I emailed Michael Azerrad on August 23 of this year. It was the day I found out Kurt Cobain About A Son had not only been made, but was going to have its first festival screening. In the email I expressed my excitement about the film, as I’ve been a fan of Nirvana for many years. I’ve also been an admirer of Michael’s work, especially Come As You Are: The Story of Nirvana. It was that book, and later Charles Cross’ book Heavier Than Heaven: A Biography of Kurt Cobain, that really got me interested in Kurt’s life. After reading as much as I had about Kurt and Nirvana, I felt like I knew quite a bit about his life. While there were certainly some extraordinary parts, he was just a guy who played in a band that wrote some of the best songs I’ve ever heard. Nirvana’s music spoke to me in a way that no other band had been able to do. It was the raw emotion, the sentimentality and the brilliant instrumentation. It spoke to me, and I wasn’t alone.
Kurt Cobain About A Son is an important film for people to see, not only because it shows Kurt simply as a young man, but also redefines what a documentary can be. It’s one of the most unique, if not the most unique documentaries I’ve ever seen. It’s not a documentary on Nirvana, it doesn’t contain any Nirvana music, it has almost no photos of Nirvana (or Kurt) except at the very end and contains little discussion of the music. The film is an intensely emotional look at Kurt’s life in his own words. Those words were drawn from 25 hours of taped conversations between Kurt and Michael Azerrad. The visuals were comprised of imagery from Aberdeen, Olympia and Seattle. These were not only places where Kurt had lived, but marked three distinct points in his life and the film. Each place had a particular feel. Whether it was different film, a richer or duller color palette, the emotion in the visuals and hearing Kurt’s voice was stunning.
He talked about everything from first getting together with Krist in high school, to living with Dave in a depressingly small apartment, to meeting Courtney for the first time to his thoughts on drugs, family and life. It’s actually difficult for me to recall many specifics, but there were definitely some laughs and other times I found myself angry for what a contradictory asshole he could be. I remember feeling the same when I was reading the books and articles sometimes. The candor and honesty in Kurt’s conversation was amazing, no doubt a reflection of the trust he had for Michael. During one particular point in the interview Kurt is expressing his utter hatred and disgust for journalists. He thinks they are the scum of the earth and says as much. In a split second of awkwardness as Kurt realizes he’s talking to a journalist, he assures Michael that he’s not part of the 99% to which he’s referring. It spoke to the friendship between them. That friendship became more apparent as the film progressed and Kurt was revealing more.

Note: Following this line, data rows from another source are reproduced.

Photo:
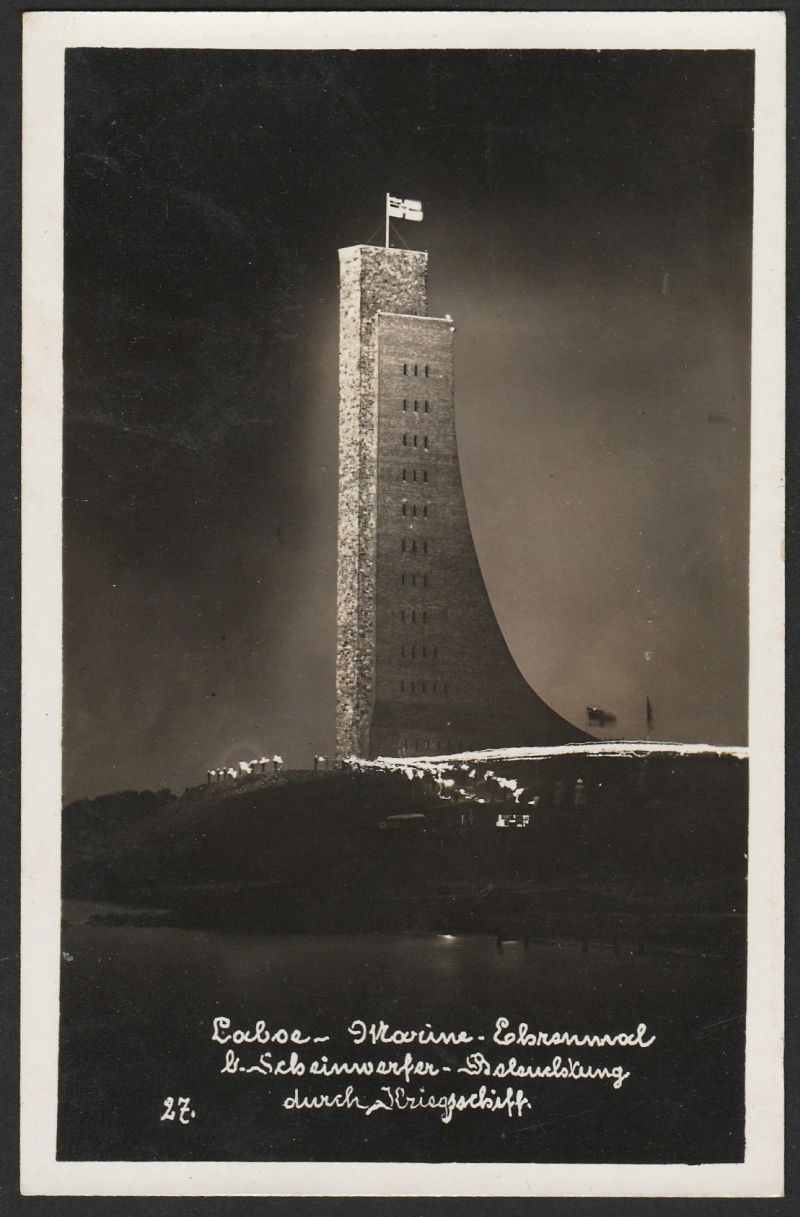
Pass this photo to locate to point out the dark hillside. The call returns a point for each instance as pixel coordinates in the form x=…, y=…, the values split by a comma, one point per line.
x=658, y=851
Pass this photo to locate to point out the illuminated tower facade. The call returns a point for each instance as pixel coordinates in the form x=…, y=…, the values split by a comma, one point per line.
x=421, y=665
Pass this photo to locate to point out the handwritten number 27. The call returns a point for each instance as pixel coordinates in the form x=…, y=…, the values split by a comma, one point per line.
x=178, y=1109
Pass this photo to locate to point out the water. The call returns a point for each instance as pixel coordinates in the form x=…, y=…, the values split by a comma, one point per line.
x=138, y=1007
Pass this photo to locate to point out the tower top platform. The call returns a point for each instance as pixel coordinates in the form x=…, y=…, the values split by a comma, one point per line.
x=381, y=248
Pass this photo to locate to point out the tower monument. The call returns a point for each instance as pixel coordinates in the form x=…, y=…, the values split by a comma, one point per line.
x=421, y=665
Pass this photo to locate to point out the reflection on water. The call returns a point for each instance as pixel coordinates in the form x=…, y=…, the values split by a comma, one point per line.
x=138, y=1005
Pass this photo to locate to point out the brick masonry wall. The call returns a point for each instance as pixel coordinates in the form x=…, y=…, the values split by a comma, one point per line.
x=423, y=666
x=370, y=279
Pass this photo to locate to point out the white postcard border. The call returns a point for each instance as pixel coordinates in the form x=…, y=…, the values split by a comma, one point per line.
x=46, y=35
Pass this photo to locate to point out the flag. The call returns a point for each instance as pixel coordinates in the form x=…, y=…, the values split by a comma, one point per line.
x=404, y=208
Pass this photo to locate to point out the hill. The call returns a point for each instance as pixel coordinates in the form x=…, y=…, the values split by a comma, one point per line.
x=611, y=847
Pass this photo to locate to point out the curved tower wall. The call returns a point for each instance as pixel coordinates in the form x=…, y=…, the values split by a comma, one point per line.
x=421, y=663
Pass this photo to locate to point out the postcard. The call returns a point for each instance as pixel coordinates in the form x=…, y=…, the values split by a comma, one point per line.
x=402, y=628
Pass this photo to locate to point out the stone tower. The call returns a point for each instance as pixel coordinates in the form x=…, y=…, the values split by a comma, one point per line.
x=421, y=665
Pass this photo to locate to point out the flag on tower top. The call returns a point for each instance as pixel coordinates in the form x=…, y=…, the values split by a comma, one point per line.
x=404, y=208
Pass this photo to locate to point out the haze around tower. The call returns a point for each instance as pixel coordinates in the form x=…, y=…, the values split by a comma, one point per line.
x=589, y=233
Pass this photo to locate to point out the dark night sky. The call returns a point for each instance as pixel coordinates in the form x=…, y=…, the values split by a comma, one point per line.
x=588, y=224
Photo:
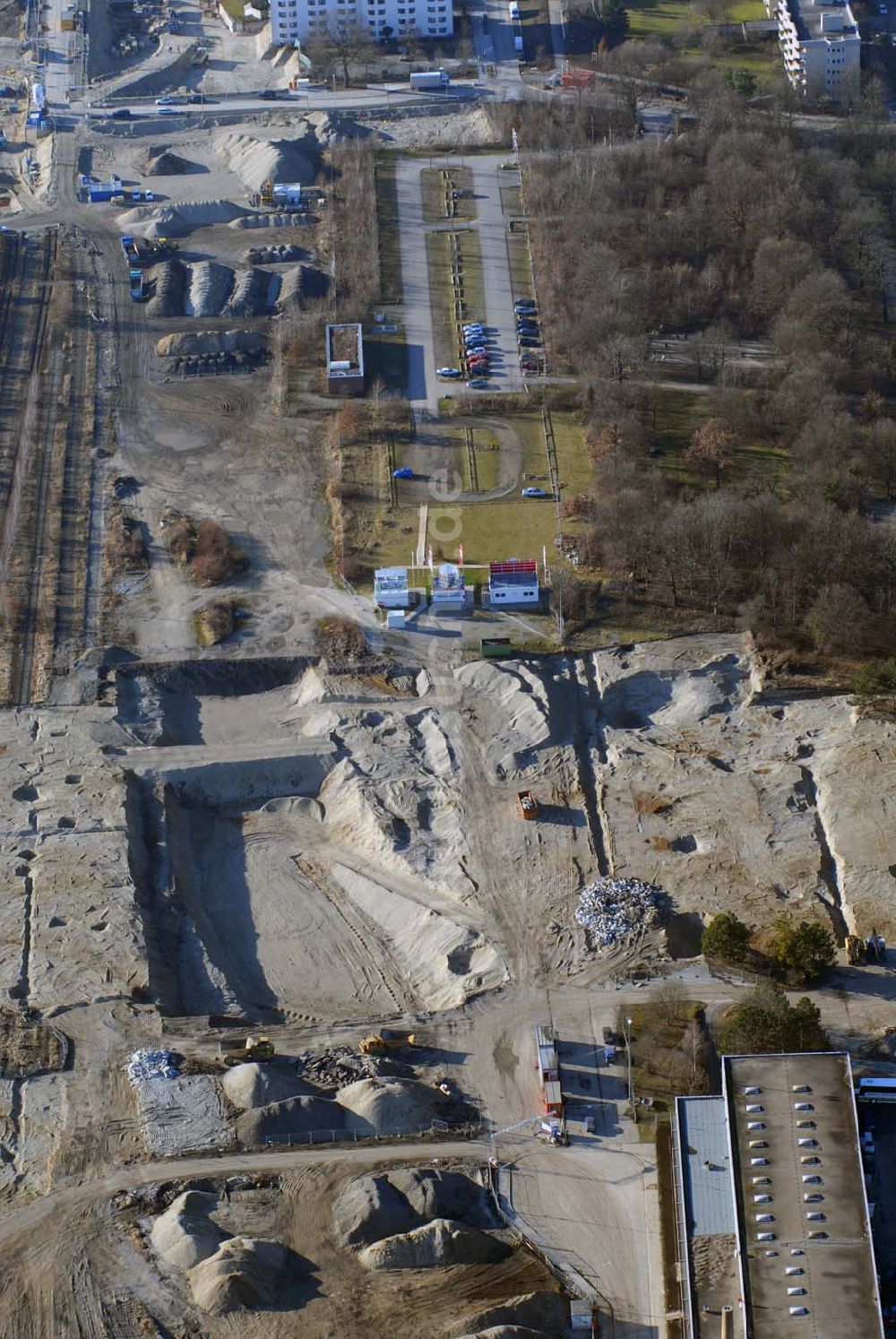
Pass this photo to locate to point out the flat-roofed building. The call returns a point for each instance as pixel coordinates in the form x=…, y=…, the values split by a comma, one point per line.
x=344, y=359
x=771, y=1206
x=820, y=48
x=392, y=590
x=513, y=582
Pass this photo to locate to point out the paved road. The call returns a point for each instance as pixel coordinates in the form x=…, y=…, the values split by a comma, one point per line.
x=422, y=387
x=492, y=227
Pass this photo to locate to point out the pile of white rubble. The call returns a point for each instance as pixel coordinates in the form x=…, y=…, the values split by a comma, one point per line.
x=611, y=908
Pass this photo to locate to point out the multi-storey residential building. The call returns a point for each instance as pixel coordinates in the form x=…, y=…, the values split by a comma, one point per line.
x=297, y=21
x=820, y=46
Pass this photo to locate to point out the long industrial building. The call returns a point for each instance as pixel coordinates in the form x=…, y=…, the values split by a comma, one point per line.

Throughout the film I had moments where I had to consciously breathe. I didn’t want to hear or see anything else. The Director, AJ Schnack was able to keenly illustrate the importance of “sense of place,” which he felt was particularly important. He explained, “In creating the visuals, I didn’t want to adhere to anyone’s idea of what “grunge” might look like – either in the cinematography or the editing. I wanted a classic structure – three acts, an overture and two interludes – with composed, dream-like imagery. That imagery, along with the I’ve-been-up-all-night tone of Kurt’s conversation, was intoxicating and haunting at times. The visuals never distracted you from the story. It was like looking out the window of slow-moving bus while someone whispered a story in one ear while a stark soundtrack played in the other. Many times, I felt like I was the only person sitting in the theater.
In much the same way the imagery helped tell the story, the music marked points and provided a sonic foundation that supported the film. Whether it was carefully chosen songs that had direct significance to Kurt such as Queen’s “It’s Late,” Big Black’s “Kerosene,” The Vaselines’ “Son of a Gun,” Scratch Acid’s “Owner’s Lament,” David Bowie’s “The Man Who Sold The World” or the gorgeous score by Steve Fisk and Ben Gibbard, music was important to this story. After all, it was Kurt’s story.
Whether you’re a causal or die-hard Nirvana fan, this film will appeal to you. It tells a tragic story through Kurt’s own words, dreamy visuals and music. There are moments where you’ll laugh, feel anger and certainly sadness. Even though you know how the story ends, you’ll find yourself hoping otherwise. It’s the story of Kurt Cobain’s life, but more than that it’s the story about a fellow human being that struggled with depression and was never able to find true happiness inside of himself.
A special note of gratitude to Michael Azerrad and Anne Stulz for making sure I was able to see the film.